El espanto de ella fue como un relámpago y Aliide se quedó como cegada por un instante.

– Se inventan toda clase de mentiras. Es posible que vengan a hacerte preguntas a ti también, Aliide.

Volli hablaba en serio. Todo aquello tendría que haber quedado en el pasado. ¿Por qué tenían que ir a molestar a la gente mayor?

– Todos nosotros nos limitamos a cumplir órdenes. Éramos buena gente. Y ahora de repente somos los malos, no lo entiendo. -Volli negó con la cabeza y empezó a criticar a Yeltsin y la ingratitud de los jóvenes hacia el país que ellos habían construido lo mejor que habían podido-. Ahora necesitas cartillas de racionamiento para comprar cualquier cosa, ¿acaso eso es bueno?

Aliide se negó a oír más lamentaciones. Tenía que hacer nuevos planes otra vez, aunque ya no tenía fuerzas para ello, ya no.

Volli se dispuso a marcharse. Ella lo miró de arriba abajo. Le temblaban las manos, había tenido que agarrar la taza de café con ambas para que no se le cayese y Aliide pudo ver el miedo en ellas, no en su expresión macilenta, no en su cara arrugada, pero sí en sus manos. Y quizá también tras la boca, en las comisuras, que Volli no paraba de limpiarse con el pañuelo, toqueteándoselas con dedos temblorosos y huesudos. Aliide se estremeció. El hombre estaba ahora débil y eso la irritaba tanto que tenía ganas de propinarle una patada, de pegarle bien, de darle un buen estacazo en la espalda y las costillas… o no, quizá mejor con una bolsa de arena, eso no le dejaría marcas. Con eso le machacaría los intestinos, y además se trataba de un instrumento de trabajo familiar para él, casi como una antigua novia. ¡Bésala ahora!
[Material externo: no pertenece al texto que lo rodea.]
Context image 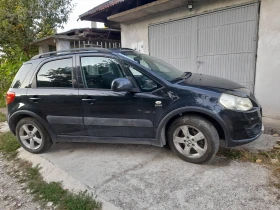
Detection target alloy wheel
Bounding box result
[173,125,207,159]
[19,124,42,150]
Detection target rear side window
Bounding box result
[81,57,125,89]
[37,58,73,88]
[11,64,32,88]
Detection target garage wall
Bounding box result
[121,0,253,54]
[255,0,280,119]
[149,3,259,92]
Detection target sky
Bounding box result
[57,0,107,33]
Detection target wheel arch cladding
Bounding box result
[8,111,56,142]
[157,107,230,146]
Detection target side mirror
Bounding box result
[111,78,133,92]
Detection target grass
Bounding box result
[0,97,6,108]
[0,132,102,210]
[0,112,6,122]
[217,148,280,189]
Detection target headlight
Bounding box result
[219,93,253,111]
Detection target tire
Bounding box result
[167,115,220,164]
[16,118,52,154]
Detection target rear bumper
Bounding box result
[221,108,263,147]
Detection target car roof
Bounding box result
[31,48,133,60]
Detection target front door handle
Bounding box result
[82,98,96,105]
[29,96,41,102]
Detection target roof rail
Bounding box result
[31,47,112,60]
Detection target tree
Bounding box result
[0,0,74,107]
[0,0,74,58]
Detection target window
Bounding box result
[81,57,125,89]
[37,58,73,88]
[11,64,32,88]
[127,65,160,92]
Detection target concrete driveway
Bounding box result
[20,135,280,210]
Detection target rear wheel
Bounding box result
[16,118,52,154]
[168,115,220,163]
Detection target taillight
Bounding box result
[6,91,16,105]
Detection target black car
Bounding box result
[6,48,262,163]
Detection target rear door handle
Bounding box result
[82,98,96,105]
[82,98,96,101]
[29,97,41,102]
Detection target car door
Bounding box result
[27,56,86,136]
[77,55,161,141]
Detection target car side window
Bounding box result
[126,64,160,92]
[37,58,73,88]
[81,57,125,89]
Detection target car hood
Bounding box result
[178,74,251,96]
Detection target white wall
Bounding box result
[121,0,253,54]
[255,0,280,119]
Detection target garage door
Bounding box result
[149,3,259,92]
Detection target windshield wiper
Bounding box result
[170,72,192,82]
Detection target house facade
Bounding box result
[80,0,280,119]
[31,27,121,54]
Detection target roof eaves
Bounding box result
[79,0,128,20]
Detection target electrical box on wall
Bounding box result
[131,41,145,53]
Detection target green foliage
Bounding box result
[0,0,74,107]
[0,132,102,210]
[0,0,73,58]
[0,112,6,122]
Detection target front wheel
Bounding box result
[168,115,220,163]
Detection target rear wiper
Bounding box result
[170,72,192,82]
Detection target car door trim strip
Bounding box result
[84,117,153,128]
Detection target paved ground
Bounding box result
[20,137,280,210]
[0,108,7,114]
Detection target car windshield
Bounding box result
[121,51,184,82]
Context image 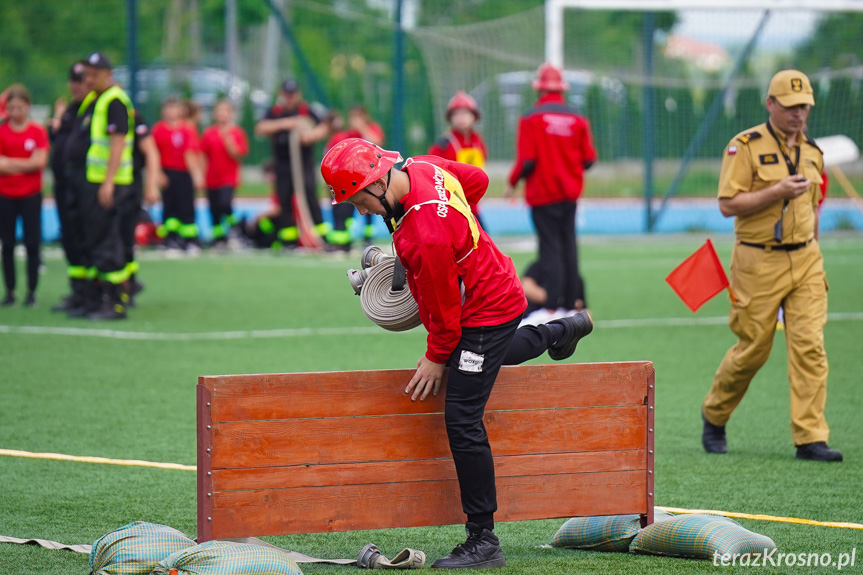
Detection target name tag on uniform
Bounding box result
[458,349,485,373]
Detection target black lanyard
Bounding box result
[767,122,800,176]
[767,121,800,244]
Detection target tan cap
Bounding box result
[767,70,815,108]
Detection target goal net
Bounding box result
[411,0,863,209]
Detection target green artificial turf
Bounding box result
[0,235,863,575]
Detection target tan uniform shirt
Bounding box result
[719,123,824,245]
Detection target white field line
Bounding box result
[0,449,863,532]
[0,312,863,341]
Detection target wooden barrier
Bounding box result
[198,362,654,542]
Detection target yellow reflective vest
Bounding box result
[78,86,135,185]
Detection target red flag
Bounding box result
[665,239,734,313]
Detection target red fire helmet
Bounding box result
[531,62,569,92]
[321,138,402,204]
[446,90,480,122]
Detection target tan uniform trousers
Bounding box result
[703,240,830,445]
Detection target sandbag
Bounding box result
[153,541,303,575]
[90,521,195,575]
[629,515,776,560]
[551,509,674,553]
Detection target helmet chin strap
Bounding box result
[372,168,396,234]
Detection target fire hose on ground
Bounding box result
[348,246,420,331]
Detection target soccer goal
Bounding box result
[411,0,863,229]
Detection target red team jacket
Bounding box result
[200,126,249,190]
[153,121,201,172]
[393,156,527,363]
[509,92,596,206]
[0,121,48,198]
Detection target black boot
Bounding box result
[432,523,506,569]
[548,311,593,361]
[797,441,842,461]
[126,274,144,307]
[701,411,728,453]
[51,278,87,313]
[87,282,127,321]
[66,280,103,318]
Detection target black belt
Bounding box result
[740,240,812,252]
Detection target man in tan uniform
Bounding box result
[702,70,842,461]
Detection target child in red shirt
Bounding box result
[153,98,204,250]
[201,99,249,246]
[0,84,48,307]
[428,91,488,225]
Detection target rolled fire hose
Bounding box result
[348,246,421,331]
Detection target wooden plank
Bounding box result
[206,471,646,538]
[641,370,656,527]
[200,361,653,422]
[197,385,213,541]
[213,449,647,491]
[212,405,647,469]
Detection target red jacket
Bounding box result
[509,92,596,206]
[393,156,527,363]
[0,121,48,199]
[200,125,249,190]
[153,121,201,172]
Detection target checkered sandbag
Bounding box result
[153,541,303,575]
[629,515,776,559]
[90,521,195,575]
[551,509,673,553]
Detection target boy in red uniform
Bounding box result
[201,99,249,246]
[321,139,593,569]
[506,63,596,321]
[0,84,48,307]
[428,90,488,230]
[428,91,488,169]
[153,98,203,250]
[324,104,384,252]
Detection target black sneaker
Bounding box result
[432,523,506,569]
[548,311,593,361]
[701,411,728,453]
[797,441,842,461]
[51,295,77,313]
[86,300,128,321]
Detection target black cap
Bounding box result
[84,52,111,70]
[69,60,84,82]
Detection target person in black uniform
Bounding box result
[255,79,330,247]
[48,61,87,312]
[117,110,166,306]
[65,52,134,320]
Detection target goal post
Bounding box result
[409,0,863,231]
[545,0,863,66]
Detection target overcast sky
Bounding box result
[674,10,818,49]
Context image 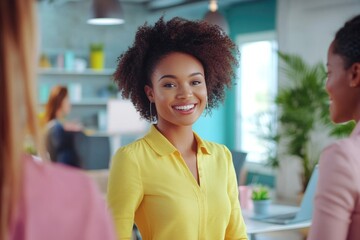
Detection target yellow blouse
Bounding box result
[108,126,247,240]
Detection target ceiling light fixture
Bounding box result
[204,0,229,34]
[87,0,125,25]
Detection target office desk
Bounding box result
[242,205,311,240]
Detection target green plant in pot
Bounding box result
[273,52,355,191]
[251,185,271,216]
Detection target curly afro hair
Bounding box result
[334,15,360,69]
[113,17,238,121]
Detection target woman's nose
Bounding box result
[177,86,193,98]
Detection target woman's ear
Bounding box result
[350,63,360,88]
[144,85,155,102]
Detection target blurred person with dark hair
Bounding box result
[0,0,115,240]
[44,86,81,167]
[308,15,360,240]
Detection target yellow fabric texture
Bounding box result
[108,126,247,240]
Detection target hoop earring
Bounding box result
[204,96,210,117]
[150,102,156,122]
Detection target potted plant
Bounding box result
[268,52,355,191]
[251,185,271,216]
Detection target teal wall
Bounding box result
[223,0,276,149]
[194,0,276,146]
[194,0,276,145]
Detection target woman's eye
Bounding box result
[164,83,175,88]
[192,80,201,85]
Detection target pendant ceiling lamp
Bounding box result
[204,0,229,34]
[87,0,125,25]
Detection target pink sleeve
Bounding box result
[308,142,356,240]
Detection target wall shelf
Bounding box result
[38,68,115,76]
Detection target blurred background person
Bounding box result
[44,86,81,167]
[0,0,115,240]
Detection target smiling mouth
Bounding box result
[173,104,195,112]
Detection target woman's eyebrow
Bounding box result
[158,72,204,81]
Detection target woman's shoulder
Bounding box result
[323,136,360,164]
[114,138,149,158]
[23,157,114,240]
[24,156,97,198]
[202,140,230,153]
[320,137,360,175]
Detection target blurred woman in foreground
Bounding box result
[0,0,114,240]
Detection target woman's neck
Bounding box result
[155,124,197,154]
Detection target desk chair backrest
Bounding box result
[230,150,247,186]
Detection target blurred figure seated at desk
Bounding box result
[45,86,82,167]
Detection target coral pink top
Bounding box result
[308,123,360,240]
[10,156,115,240]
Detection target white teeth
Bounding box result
[175,104,195,111]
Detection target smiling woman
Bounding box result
[108,18,247,240]
[308,15,360,240]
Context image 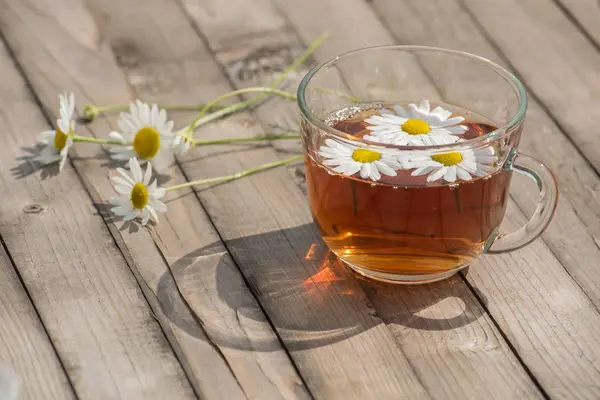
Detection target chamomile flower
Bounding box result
[34,93,75,171]
[173,134,192,155]
[110,100,173,171]
[319,139,400,181]
[365,100,467,146]
[403,147,498,183]
[110,158,167,225]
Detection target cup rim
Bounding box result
[297,45,527,150]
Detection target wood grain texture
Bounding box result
[460,0,600,170]
[374,0,600,398]
[88,1,316,399]
[4,2,305,399]
[177,0,537,398]
[85,1,440,399]
[0,29,194,399]
[555,0,600,47]
[0,239,75,400]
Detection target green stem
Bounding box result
[83,104,225,122]
[190,133,301,146]
[187,87,296,133]
[73,135,125,146]
[188,33,328,132]
[165,155,303,192]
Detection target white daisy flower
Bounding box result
[364,100,467,146]
[110,158,167,225]
[173,134,192,155]
[110,100,173,171]
[319,139,400,181]
[403,147,498,183]
[33,93,75,171]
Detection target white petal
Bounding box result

Aquella visión le pasó por la cabeza: Volli tirado en el suelo, temblando, protegiéndose la cabeza, lloriqueando y pidiendo clemencia. ¡Qué escena más deliciosa! En sus pantalones se extendería una mancha húmeda y la bolsa de arena se alzaría una y otra vez y machacaría a conciencia su cuerpo asquerosamente frágil, teñiría de azul sus ojos llorosos, molería sus huesos porosos, pero lo mejor de todo sería aquella mancha en su pantalón y su llanto de animal a las puertas de la muerte.

Aquella visión tan impresionante la hizo suspirar. Volli asintió con la cabeza y también suspirando dijo:

– A esto hemos llegado.

Aliide prometió testificar a su favor en caso de que hubiese un juicio. Aunque por supuesto que no iría.

Cerró la verja mientras el hombre se alejaba en su bicicleta y le decía adiós con la mano.

Después de Volli vendrían otros, todos con los mismos problemas. De eso no cabía duda. La considerarían una aliada y querrían arrastrarla con ellos. Aliide casi se podía oír a sí misma haciendo declaraciones, hablando ante la prensa. Como ella siempre había sido buena oradora y como suele darse más crédito a las mujeres en esos casos, eso harían, y apelarían a la memoria de Martin, y al hecho de que también Aliide había colaborado en la construcción del país y de cómo ahora se estaba intentando mancillar su honor, arrastrándolo por el barro de un modo vergonzoso. Apelarían también a la memoria de los soldados y veteranos caídos. Sabe Dios a la memoria y al honor de quién más apelarían, y después vendrían los discursos sobre cómo la Unión Soviética no habría permitido que los héroes de la patria tuviesen que usar cartillas de racionamiento para comprar macarrones.

Aliide nunca iría a ninguna parte para pronunciar una sola palabra a favor de aquellos tiempos. No lo haría por mucho que la amenazaran.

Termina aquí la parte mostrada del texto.